Ballard Spahr LLP is an AmLaw 100 law firm practicing throughout the United States. Founded in 1885, the law firm focuses on litigation, securities and regulatory enforcement, business and finance, intellectual property, public finance, and real estate matters. The firm is headquartered at 1735 Market Street in Philadelphia.

==History==
Ballard Spahr originated in Philadelphia in 1885 and became known as 'Ballard and Spahr' in the early 1900s when University of Pennsylvania alumni Ellis Ames Ballard and Boyd Lee Spahr began practicing law together. The firm has continually grown by number of attorneys, practices, and offices throughout the United States since inception.

The firm opened its first office outside of Philadelphia in 1978, with the opening of its Washington, D.C. office. Ballard opened its Denver office in 1981, beginning the firm's growth in the Rocky Mountain and Southwest regions. The firm opened offices in Salt Lake City in 1987, Baltimore and New Jersey in 1992, and Delaware in 2002.

Ballard Spahr acquired Needle & Rosenberg, P.C., an intellectual property boutique firm in Atlanta in 2008, expanding the firm's IP services and expanding to the Southeast. The firm opened an office in New York City in 2013, joining with Stillman & Friedman, a white collar defense and securities litigation and enforcement boutique.

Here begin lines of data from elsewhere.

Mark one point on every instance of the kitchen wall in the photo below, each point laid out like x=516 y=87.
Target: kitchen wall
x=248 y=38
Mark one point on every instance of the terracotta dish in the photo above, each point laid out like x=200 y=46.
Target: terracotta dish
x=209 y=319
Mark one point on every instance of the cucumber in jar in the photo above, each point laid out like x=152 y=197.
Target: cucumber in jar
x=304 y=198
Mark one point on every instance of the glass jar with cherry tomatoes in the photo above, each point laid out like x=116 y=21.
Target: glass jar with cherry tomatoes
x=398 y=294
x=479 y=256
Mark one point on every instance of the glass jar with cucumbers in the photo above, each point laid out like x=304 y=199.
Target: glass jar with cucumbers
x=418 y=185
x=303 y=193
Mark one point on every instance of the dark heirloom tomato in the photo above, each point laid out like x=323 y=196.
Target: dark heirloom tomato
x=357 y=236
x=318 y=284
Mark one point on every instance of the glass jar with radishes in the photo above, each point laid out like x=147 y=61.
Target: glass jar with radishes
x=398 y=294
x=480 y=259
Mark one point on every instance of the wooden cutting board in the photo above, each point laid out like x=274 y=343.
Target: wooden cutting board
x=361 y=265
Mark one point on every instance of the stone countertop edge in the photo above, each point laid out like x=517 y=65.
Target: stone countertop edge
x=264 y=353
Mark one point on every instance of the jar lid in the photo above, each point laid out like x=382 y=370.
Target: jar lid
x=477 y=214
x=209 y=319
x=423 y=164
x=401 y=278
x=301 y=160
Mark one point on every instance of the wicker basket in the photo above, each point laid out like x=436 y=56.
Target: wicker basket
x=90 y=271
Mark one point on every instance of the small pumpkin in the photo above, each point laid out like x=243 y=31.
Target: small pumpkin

It has also acquired First Amendment litigation boutique Levine Sullivan Koch & Schulz in 2017, bolstering Ballard's national media and entertainment law practice, as well as Lindquist & Vennum, a firm that focused on middle-market deal making.

On January 1, 2025, Ballard Spahr completed its merger with another law firm Lane Powell.

==Practice areas==
Ballard Spahr is a general practice law firm with 51 practice groups and departments focusing on business and transactions, finance, intellectual property, litigation, and real estate. Litigators at the firm advise market players in securities and antitrust class actions, patent infringement cases, white collar defense matters, and federal and state appeals.

The firm has a large real estate practice in the United States, encompassing real estate finance, conveyancing, construction, development, and distressed assets. It also has a significant presence in mergers and acquisitions, securities and securities enforcement, and other areas of corporate law.

The company has also represented government entities in the issuance of municipal bonds and other tax-exempt instruments. It also practices in the areas of labor & employment, insurance law, environmental law, tax law and other related sub-disciplines.